With these tools, it is now possible to look at old evidence and provide a superior interpretation. This will not always work, and the number of possible artifacts to be recovered decline rapidly as we go back in time. I also suggest that we should recall our own artifacts are nor surviving for very long at all and are now been vigorously recycled and will soon be all recycled unless they make it to an antique store.

As an example, my working conjecture on the presence of Bronze Age traders in the Mississippi valley has allowed a rereading of old reports whose evidentiary content could not easily have been fabricated at the time they were published and conform to established Bronze Age communities overlain on the indigenous societies. Now we need more informed eyeballs even if they are trying to prove that conjecture wrong.

There is evidence, controversial of course, from the time frames that matter and in the one place that they could be expected to exist. Scattered occurrences of unexpected artifacts have been found in mining locales. Most have a recent genesis as expected but a few simply do not.

The problem is sufficiently troublesome as to bring a whole range of aging methods into question. We are not just talking of the substantial readjustment brought to the science of carbon dating. Radioactive aging has always relied on the assumption that the process is independent of external effects.

If anything, the carbon fiasco should have cured us, but instead we actually have a situation in which the data is often fudged and ignored if it goes against prejudice. This means that although most dating is valuable, it needs to be confirmed by some form of physical method such as checking strata.

Aging is still a young science and we do not know what can alter radiometric readings although we certainly have evidence that it is possible. It is prudent to be overly cautious.

From my articles we have established that the crust shifted with the original pole migrating thirty degrees south along the longitude running through Hudson Bay. This shifted materials of the equator and led to compressive forces that lifted both the Andes and the Himalayas. It also led to a lot of additional alteration at the same time that we do not easily recognize.

One of those events may be the Columbia River basalt flows.

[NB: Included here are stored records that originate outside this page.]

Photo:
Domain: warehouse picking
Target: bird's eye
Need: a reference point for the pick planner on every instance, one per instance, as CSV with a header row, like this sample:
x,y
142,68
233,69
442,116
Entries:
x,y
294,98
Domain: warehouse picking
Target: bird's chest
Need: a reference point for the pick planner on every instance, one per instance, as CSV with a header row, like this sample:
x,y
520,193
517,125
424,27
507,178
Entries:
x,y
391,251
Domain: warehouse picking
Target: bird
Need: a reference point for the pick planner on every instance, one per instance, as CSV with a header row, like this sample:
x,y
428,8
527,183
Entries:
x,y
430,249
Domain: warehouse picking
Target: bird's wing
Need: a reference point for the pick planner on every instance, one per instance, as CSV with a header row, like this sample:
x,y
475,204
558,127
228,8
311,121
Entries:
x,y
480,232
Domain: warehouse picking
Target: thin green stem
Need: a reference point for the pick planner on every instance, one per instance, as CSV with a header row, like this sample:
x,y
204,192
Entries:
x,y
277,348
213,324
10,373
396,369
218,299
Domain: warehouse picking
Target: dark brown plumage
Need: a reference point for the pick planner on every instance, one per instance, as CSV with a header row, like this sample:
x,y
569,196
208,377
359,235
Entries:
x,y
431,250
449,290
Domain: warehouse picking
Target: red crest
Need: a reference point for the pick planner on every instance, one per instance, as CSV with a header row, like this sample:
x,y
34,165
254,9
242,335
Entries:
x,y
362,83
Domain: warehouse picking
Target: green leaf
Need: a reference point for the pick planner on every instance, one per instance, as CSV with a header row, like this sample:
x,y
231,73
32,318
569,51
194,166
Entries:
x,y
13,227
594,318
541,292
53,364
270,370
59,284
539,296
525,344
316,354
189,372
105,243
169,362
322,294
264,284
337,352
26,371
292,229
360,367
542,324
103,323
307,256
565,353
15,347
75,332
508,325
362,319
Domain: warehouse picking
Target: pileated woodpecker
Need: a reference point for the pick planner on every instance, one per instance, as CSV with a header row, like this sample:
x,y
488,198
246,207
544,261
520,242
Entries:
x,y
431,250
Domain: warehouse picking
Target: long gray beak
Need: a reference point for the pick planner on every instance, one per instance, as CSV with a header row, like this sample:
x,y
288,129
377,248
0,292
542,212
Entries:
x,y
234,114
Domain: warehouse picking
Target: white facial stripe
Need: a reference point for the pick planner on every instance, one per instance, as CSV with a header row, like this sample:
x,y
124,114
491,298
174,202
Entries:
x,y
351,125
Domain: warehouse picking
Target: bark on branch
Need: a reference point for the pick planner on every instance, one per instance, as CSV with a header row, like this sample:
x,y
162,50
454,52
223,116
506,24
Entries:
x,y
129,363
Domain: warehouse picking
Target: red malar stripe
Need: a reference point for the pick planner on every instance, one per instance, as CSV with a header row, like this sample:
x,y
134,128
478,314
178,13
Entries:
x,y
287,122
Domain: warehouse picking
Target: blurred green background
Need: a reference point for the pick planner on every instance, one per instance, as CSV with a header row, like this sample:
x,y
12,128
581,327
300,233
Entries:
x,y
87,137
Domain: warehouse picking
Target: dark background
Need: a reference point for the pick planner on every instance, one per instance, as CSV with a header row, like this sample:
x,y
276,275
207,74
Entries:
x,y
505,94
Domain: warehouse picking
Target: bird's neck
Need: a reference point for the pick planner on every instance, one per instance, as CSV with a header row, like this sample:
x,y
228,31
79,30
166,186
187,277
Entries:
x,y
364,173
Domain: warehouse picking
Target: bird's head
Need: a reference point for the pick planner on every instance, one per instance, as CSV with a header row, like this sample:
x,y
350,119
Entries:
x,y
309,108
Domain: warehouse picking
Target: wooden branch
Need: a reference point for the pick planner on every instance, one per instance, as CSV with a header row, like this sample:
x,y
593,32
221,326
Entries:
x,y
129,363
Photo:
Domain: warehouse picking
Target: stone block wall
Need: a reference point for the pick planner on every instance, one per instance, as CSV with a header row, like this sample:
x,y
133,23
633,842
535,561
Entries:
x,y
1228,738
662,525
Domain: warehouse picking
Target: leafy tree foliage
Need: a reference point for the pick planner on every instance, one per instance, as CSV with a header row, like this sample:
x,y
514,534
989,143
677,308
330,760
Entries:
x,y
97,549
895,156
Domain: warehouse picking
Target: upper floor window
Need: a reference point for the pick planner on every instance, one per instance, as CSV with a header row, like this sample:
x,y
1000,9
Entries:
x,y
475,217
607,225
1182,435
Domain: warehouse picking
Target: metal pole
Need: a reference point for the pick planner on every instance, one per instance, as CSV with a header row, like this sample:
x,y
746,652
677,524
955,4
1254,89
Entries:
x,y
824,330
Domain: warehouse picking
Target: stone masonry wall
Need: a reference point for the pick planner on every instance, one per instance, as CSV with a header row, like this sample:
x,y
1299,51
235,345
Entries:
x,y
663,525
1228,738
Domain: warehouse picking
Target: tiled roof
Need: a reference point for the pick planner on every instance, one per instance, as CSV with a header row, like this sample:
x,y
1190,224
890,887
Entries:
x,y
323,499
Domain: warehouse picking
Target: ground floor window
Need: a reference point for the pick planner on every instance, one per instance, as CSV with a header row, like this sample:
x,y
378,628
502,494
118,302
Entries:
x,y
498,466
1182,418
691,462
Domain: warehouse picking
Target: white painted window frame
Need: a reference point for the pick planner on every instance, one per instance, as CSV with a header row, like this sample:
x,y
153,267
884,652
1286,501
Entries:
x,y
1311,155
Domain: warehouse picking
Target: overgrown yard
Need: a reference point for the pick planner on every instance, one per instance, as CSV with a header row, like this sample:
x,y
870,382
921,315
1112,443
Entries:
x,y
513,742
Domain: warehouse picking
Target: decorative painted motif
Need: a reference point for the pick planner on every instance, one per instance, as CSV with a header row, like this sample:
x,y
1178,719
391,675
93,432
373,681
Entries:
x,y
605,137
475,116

It is actually the sort of thing that could have happened then. The studies on aging were saying that they were far older than that. And I would have been happy to simply leave it at there. Except human artifacts were then located below the basalt itself. When that happens, something has to give and ignoring the evidence is utterly unacceptable.

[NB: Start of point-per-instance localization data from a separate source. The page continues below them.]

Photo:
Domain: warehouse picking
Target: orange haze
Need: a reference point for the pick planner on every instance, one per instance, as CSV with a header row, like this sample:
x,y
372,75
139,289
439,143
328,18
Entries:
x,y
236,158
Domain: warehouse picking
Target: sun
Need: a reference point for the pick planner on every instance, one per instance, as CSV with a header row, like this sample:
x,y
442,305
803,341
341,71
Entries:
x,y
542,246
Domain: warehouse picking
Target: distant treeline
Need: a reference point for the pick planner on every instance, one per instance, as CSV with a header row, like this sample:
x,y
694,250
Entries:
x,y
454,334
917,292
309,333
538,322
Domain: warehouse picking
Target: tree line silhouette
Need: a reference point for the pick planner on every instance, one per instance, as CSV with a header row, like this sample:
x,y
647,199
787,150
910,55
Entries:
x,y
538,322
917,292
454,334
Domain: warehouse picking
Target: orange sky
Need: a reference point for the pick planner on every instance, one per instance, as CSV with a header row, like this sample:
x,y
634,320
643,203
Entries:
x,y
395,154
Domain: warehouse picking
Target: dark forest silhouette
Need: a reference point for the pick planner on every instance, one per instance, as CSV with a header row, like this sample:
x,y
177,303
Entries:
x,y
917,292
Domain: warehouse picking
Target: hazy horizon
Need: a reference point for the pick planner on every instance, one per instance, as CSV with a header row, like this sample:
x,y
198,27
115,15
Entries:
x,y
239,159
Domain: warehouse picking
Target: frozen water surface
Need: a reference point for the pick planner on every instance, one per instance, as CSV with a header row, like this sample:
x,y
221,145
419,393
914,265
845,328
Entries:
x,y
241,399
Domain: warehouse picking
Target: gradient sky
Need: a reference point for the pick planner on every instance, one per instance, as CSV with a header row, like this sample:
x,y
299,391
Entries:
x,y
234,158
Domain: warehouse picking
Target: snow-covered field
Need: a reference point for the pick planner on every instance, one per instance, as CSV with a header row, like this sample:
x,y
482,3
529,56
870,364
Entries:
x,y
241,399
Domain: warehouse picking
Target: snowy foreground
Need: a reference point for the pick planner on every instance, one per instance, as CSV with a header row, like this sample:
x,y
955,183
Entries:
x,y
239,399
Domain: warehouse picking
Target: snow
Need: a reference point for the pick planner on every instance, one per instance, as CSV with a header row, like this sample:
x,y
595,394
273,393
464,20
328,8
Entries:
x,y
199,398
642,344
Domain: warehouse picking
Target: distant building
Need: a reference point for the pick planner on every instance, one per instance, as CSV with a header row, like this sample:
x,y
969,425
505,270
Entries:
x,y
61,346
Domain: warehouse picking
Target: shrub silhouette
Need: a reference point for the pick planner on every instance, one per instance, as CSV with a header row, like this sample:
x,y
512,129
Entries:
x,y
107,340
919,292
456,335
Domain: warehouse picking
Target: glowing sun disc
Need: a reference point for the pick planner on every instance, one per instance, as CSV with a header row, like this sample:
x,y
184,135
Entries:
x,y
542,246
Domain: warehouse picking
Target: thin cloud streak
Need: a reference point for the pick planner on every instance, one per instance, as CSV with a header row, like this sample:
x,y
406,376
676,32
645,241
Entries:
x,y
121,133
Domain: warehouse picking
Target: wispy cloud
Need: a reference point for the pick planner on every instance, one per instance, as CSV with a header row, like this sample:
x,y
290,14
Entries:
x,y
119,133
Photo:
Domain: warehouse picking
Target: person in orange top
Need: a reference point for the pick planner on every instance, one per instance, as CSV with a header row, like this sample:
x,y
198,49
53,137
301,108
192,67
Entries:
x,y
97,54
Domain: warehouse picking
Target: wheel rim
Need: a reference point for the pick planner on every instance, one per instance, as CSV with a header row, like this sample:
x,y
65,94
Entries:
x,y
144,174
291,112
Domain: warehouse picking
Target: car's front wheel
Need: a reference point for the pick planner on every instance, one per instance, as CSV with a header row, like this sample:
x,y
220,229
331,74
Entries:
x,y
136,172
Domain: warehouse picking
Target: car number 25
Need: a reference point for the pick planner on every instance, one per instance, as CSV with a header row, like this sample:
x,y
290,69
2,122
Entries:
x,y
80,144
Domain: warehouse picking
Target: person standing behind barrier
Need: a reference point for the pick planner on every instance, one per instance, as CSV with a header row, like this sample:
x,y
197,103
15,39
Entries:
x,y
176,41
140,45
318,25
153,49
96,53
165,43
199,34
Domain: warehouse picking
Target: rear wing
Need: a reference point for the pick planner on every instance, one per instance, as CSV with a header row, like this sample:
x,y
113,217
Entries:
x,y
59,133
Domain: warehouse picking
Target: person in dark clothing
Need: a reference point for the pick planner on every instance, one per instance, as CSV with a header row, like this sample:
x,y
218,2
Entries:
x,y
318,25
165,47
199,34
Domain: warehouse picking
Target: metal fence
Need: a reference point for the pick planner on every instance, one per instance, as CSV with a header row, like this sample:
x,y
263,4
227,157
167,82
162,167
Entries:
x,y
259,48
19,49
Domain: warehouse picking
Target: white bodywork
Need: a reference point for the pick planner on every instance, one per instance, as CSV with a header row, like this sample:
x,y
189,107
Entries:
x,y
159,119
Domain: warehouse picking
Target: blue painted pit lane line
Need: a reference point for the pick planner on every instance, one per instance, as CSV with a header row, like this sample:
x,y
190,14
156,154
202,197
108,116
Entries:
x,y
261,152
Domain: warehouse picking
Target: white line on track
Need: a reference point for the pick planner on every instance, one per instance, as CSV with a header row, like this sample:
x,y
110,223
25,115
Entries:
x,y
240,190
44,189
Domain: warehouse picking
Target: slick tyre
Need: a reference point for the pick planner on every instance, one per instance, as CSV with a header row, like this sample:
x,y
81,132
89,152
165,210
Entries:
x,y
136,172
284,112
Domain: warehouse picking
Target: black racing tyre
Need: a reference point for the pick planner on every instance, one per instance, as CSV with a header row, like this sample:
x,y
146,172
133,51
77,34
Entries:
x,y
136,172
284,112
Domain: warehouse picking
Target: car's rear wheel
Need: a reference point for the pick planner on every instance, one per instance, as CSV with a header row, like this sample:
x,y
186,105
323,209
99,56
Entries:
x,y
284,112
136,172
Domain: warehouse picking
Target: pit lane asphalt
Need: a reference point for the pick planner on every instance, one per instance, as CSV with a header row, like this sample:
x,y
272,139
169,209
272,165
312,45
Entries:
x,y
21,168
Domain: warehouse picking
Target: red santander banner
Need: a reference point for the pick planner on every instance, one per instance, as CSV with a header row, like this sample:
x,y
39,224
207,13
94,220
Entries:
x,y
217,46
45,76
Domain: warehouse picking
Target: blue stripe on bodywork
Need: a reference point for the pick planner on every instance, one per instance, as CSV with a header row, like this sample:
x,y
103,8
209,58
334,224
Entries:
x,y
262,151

At which point everyone remembers that the basalts look fresh. That is also my beef about a lot of the mountains in the Andes and Himalayas and along the ring of fire. There are simply way too many surfaces defying gravity for a few million years to be very believable. If anything, the record shows an eruption of activity perhaps fifteen thousands of years ago followed be a steady settling down of such activity.

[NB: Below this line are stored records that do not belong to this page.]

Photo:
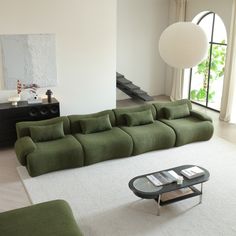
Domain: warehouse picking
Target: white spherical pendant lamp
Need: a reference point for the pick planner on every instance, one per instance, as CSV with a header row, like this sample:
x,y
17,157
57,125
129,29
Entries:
x,y
183,45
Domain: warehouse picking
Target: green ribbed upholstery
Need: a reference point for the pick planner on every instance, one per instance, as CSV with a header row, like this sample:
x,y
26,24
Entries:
x,y
105,145
53,218
120,112
55,155
160,106
150,137
23,128
75,124
190,129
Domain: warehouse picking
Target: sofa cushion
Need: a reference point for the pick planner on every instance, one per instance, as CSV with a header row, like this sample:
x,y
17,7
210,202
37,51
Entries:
x,y
75,124
175,112
23,147
47,132
114,143
139,118
96,124
190,129
160,106
23,128
53,218
55,155
120,112
150,137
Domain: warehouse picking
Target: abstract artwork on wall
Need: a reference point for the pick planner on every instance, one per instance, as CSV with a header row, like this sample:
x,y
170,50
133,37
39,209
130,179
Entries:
x,y
29,58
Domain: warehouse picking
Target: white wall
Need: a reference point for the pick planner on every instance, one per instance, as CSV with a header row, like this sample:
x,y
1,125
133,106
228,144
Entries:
x,y
139,26
85,47
221,7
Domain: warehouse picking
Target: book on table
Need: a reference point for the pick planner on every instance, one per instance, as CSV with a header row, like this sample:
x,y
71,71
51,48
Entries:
x,y
161,178
192,172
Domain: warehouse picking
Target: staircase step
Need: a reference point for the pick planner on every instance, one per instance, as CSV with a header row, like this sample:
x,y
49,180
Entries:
x,y
145,97
131,86
123,80
139,91
118,75
131,89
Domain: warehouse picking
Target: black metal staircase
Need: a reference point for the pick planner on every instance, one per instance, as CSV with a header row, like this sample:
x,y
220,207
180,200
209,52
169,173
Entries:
x,y
131,89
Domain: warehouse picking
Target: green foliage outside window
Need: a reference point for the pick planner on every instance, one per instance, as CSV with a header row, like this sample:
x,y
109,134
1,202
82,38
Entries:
x,y
217,67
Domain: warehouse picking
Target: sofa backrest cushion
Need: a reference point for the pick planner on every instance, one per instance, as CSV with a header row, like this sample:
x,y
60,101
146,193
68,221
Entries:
x,y
139,118
23,128
176,112
47,132
95,124
160,106
75,119
120,112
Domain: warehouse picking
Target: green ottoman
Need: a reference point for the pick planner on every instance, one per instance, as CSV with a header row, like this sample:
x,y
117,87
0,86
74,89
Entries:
x,y
52,218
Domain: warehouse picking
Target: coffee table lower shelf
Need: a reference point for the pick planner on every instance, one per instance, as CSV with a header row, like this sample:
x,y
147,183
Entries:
x,y
195,192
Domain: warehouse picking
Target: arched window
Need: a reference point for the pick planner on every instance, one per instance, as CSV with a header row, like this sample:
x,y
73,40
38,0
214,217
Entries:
x,y
206,79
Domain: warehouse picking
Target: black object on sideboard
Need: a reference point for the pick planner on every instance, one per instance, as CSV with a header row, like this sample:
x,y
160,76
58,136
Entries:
x,y
10,115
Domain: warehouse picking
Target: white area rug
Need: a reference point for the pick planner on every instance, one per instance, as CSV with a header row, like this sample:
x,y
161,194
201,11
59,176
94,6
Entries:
x,y
104,205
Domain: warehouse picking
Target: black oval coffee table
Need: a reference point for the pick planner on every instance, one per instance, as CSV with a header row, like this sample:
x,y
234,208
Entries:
x,y
144,188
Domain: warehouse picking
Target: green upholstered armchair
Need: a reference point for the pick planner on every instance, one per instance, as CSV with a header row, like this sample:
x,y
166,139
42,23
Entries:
x,y
188,125
46,146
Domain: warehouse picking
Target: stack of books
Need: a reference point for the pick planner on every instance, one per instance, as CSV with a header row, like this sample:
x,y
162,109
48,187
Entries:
x,y
162,178
192,172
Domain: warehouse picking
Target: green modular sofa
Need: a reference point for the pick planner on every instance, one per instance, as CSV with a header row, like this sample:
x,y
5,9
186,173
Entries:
x,y
79,140
53,218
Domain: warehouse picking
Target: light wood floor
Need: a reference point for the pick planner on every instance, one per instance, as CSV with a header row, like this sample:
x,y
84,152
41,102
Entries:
x,y
12,192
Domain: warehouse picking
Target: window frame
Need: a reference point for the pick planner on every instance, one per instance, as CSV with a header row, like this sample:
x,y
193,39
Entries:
x,y
211,42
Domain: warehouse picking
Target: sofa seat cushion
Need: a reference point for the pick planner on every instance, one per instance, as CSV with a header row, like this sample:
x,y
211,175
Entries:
x,y
110,144
190,129
44,219
55,155
150,137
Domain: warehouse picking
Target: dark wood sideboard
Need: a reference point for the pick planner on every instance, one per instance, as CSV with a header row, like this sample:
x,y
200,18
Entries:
x,y
10,115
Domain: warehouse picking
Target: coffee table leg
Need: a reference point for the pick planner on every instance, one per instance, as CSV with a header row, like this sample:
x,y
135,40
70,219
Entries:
x,y
158,205
200,200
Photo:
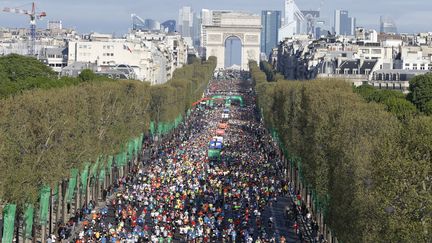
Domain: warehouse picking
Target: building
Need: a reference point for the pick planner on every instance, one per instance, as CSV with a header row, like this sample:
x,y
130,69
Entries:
x,y
54,57
54,25
143,55
196,30
343,24
144,24
271,22
169,26
185,24
311,18
387,25
293,21
244,27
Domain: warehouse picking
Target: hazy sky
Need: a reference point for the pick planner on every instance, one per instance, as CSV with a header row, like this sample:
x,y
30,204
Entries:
x,y
114,15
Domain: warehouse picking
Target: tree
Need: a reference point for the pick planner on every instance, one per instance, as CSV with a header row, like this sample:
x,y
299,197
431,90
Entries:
x,y
402,108
421,91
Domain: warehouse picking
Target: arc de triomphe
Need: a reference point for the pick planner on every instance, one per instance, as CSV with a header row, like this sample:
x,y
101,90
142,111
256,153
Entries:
x,y
245,26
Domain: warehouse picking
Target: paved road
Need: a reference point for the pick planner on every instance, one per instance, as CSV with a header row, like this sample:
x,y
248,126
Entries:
x,y
179,195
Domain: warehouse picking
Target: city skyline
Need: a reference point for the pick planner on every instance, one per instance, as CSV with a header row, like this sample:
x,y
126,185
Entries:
x,y
109,16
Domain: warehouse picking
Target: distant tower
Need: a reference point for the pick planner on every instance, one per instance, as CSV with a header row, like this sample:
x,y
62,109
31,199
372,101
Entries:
x,y
343,24
271,22
169,25
387,25
293,20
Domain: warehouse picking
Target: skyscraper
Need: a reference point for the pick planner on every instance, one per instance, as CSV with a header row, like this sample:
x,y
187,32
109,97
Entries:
x,y
293,20
169,25
387,25
343,24
271,22
185,24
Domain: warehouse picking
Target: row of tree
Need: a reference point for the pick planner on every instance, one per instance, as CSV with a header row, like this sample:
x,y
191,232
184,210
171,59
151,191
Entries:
x,y
48,136
369,172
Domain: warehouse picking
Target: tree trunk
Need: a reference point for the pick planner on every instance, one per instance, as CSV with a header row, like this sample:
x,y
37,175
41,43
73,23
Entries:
x,y
59,203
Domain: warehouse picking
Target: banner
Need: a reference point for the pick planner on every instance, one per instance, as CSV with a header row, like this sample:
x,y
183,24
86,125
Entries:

This also suggests that we should look to the Northern points of weakness and this quickly gives us the hyperactive Alaska volcanoes and Iceland by itself astride the crustal divergence rifts. Iceland likely was build during this era. The oldest rocks in Iceland are a meager 23,000 years, at least the last time I checked the literature.

It always amazes me that when you have a successful conjecture, how easily evidence falls into place. Right now we know specifically where to look.

I will make one additional comment. The early proponents of a crustal shift including Hapworth and Einstein opened the door to a couple of additional shifts which I dismissed as unlikely. With the advent of direct human causation, additional shifts become feasible and simply may have been necessary to achieve the final configuration that has given us the Holocene.

This is just a beginning. There are many reports out there that have been shelved that suddenly make a lot of sense if we are using my conjectures. If you see something in an odd location that I should see, let me know.